Per dirla in parole povere” — conclusi — "per il poeta, le fragole rosse sono quelle che un distratto carabiniere, testimoniando in un fatto di violenza carnale, definì banalmente membro virile della donna, strapazzato da un energumeno!”

Scoppiò una risata generale della commissione e il commissario di Italiano intervenne per dire:

"Cara signorina, ringrazi il cielo che abbiamo deciso di non tenere conto dell'argomento a piacere, il quale, tuttavia, resta una macchia degna di considerazione per noi della commissione! La prossima volta, sia più cauta nell'esprimere giudizi definitivi e irricuperabili, soprattutto se detesta l'attività poetica di un autore!”

L'esame continuò condotto dal commissario preposto e la ragazza se la cavò, tutto sommato, abbastanza bene, trattando argomenti legati ad autori a lei più confacenti. Ma la sua arrogante furbizia le precluse il massimo voto, che avrebbe meritato senza la figuraccia iniziale.

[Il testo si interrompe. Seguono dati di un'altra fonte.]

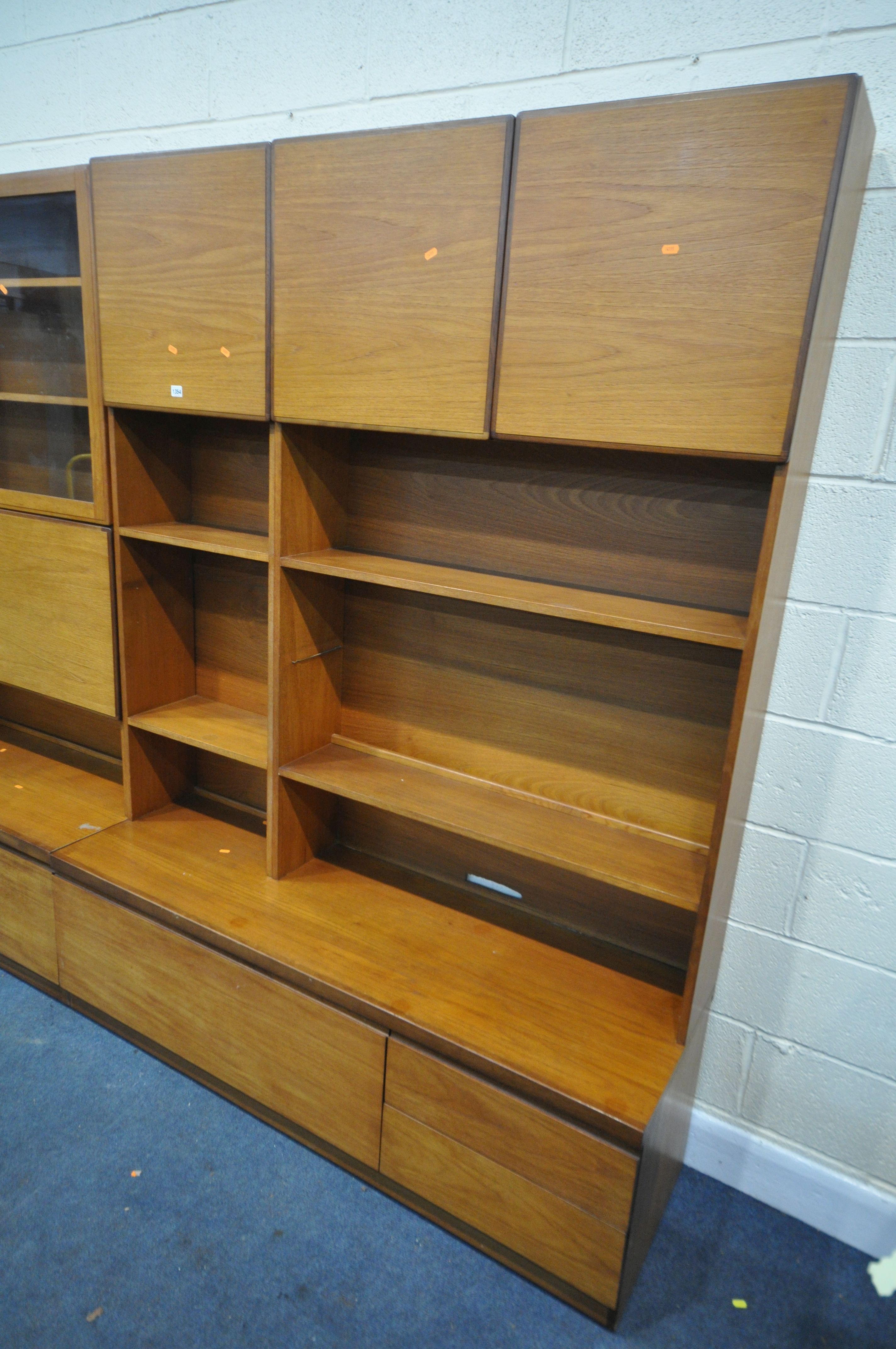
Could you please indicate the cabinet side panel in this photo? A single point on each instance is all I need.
(779, 547)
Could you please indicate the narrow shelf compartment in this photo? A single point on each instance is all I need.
(378, 939)
(203, 539)
(475, 810)
(207, 725)
(60, 400)
(694, 625)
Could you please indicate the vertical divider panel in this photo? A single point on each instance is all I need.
(308, 491)
(154, 593)
(92, 358)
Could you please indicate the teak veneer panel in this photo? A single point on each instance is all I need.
(48, 802)
(660, 268)
(666, 528)
(210, 726)
(625, 726)
(310, 1062)
(181, 250)
(203, 539)
(632, 861)
(590, 1042)
(550, 1151)
(566, 1240)
(694, 625)
(369, 331)
(27, 925)
(56, 610)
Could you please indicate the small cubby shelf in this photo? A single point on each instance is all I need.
(203, 539)
(597, 849)
(231, 732)
(639, 616)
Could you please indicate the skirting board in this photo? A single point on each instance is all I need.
(791, 1182)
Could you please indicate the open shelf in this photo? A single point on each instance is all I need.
(212, 726)
(53, 798)
(694, 625)
(544, 831)
(381, 941)
(60, 400)
(203, 539)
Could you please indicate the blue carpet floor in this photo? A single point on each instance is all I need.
(232, 1235)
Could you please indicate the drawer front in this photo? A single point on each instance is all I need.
(552, 1234)
(318, 1066)
(559, 1156)
(27, 926)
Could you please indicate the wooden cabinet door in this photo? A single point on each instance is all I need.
(386, 251)
(181, 250)
(662, 257)
(56, 610)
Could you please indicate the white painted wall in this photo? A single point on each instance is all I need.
(804, 1035)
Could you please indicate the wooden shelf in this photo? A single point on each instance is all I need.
(203, 539)
(207, 725)
(61, 400)
(640, 616)
(376, 939)
(477, 810)
(49, 800)
(40, 281)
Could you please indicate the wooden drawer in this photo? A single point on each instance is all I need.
(27, 926)
(310, 1062)
(547, 1189)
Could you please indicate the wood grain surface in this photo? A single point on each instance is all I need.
(56, 610)
(52, 799)
(627, 726)
(181, 262)
(203, 539)
(27, 925)
(546, 1229)
(652, 527)
(490, 815)
(312, 1064)
(385, 276)
(589, 1042)
(694, 625)
(612, 338)
(231, 632)
(620, 929)
(210, 726)
(554, 1154)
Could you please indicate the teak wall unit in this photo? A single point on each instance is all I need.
(439, 742)
(53, 454)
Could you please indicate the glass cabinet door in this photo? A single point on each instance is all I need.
(52, 434)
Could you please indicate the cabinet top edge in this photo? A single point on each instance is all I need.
(508, 119)
(849, 80)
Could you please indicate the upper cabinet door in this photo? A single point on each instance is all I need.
(662, 254)
(181, 247)
(53, 458)
(386, 270)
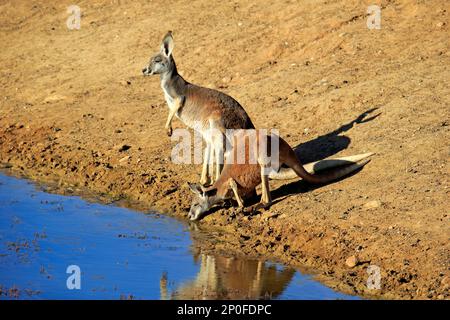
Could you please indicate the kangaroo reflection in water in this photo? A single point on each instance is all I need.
(230, 278)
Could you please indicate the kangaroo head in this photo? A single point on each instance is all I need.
(162, 62)
(203, 200)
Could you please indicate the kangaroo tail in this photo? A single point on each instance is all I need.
(307, 172)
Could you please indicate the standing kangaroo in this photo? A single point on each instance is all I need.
(202, 109)
(241, 179)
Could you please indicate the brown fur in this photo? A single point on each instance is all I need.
(241, 180)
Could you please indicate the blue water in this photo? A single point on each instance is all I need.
(122, 254)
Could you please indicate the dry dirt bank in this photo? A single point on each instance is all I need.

Durante tutti gli esami di maturità, a cui ho preso parte come presidente, per combattere la noia, in quanto non avevo candidati da interrogare, ho sempre scritto un'opera burlesca in versi, ironizzando sull'andamento dell'esame, dedicando una quartina ad ogni candidato e varie quartine ai commissari. L'opera aveva sempre lo stesso titolo: L'Indivina Scommedia - L'Esameide in versi burleschi, seguito dalla data e dal nome della città in cui l'esame aveva luogo, che quell'anno iniziava con la seguente quartina:

"Cantami, o Diva, del palloso esame

l'opra funesta, che qui mi ha portato

da presidente, per l'aspro certame,

in due città, appena iniziato!”.

E questa è la quartina dedicata alla candidata Giovini:

"Gabriella entra e ha un colpo di tosse,

dice che Pascoli è assai detestato,

non le interessan le fragole rosse,

perché non piacciono al suo fidanzato!”.